As the ad runs, everybody remembers their first girl. Well, sure. I remember my first girl. And my first whore. First professional whore.

I picked the litter’s sole ginger. A tall, pale, curly-haired girl. Since my tastes run toward redheads, they’ve eluded me like there’s no tomorrow. That chance couldn’t be passed up, could it?

Lean and winsome that night, I figure if she stayed in the game long enough those attributes might’ve become bony and severe on the way to androgyny. Forever glad this boy got dibs on “before.”

We were contemporaries. A few breaks one way or another and we might’ve shared a class or two. Instead, necessity urged her to take up horizontal commerce. She was pretty but the nature of her business had sapped plenty of vitality. Did we chat further? Okay. About what? Exactly.

She led our two-person procession into a drab but tidy chamber. I distinctly remember fresh sheets tautly stretched upon across the bed. Another detail that struck me afterwards.
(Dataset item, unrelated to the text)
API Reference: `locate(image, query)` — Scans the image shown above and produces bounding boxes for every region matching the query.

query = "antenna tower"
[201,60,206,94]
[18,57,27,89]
She was quite practiced shedding her garments. Not there was much for her to slink or shimmy from.

Barely concealed under filmy and flimsy linen (camisole, tap pants) and wearing convenient shoes (mules) then after a few tugs – voila! – she became a slim streak of nakedness at my disposal. The routine ease she used to disrobe transformed into some kind of simple art.

Ah, one more gift in the litany of life I only later grew to value.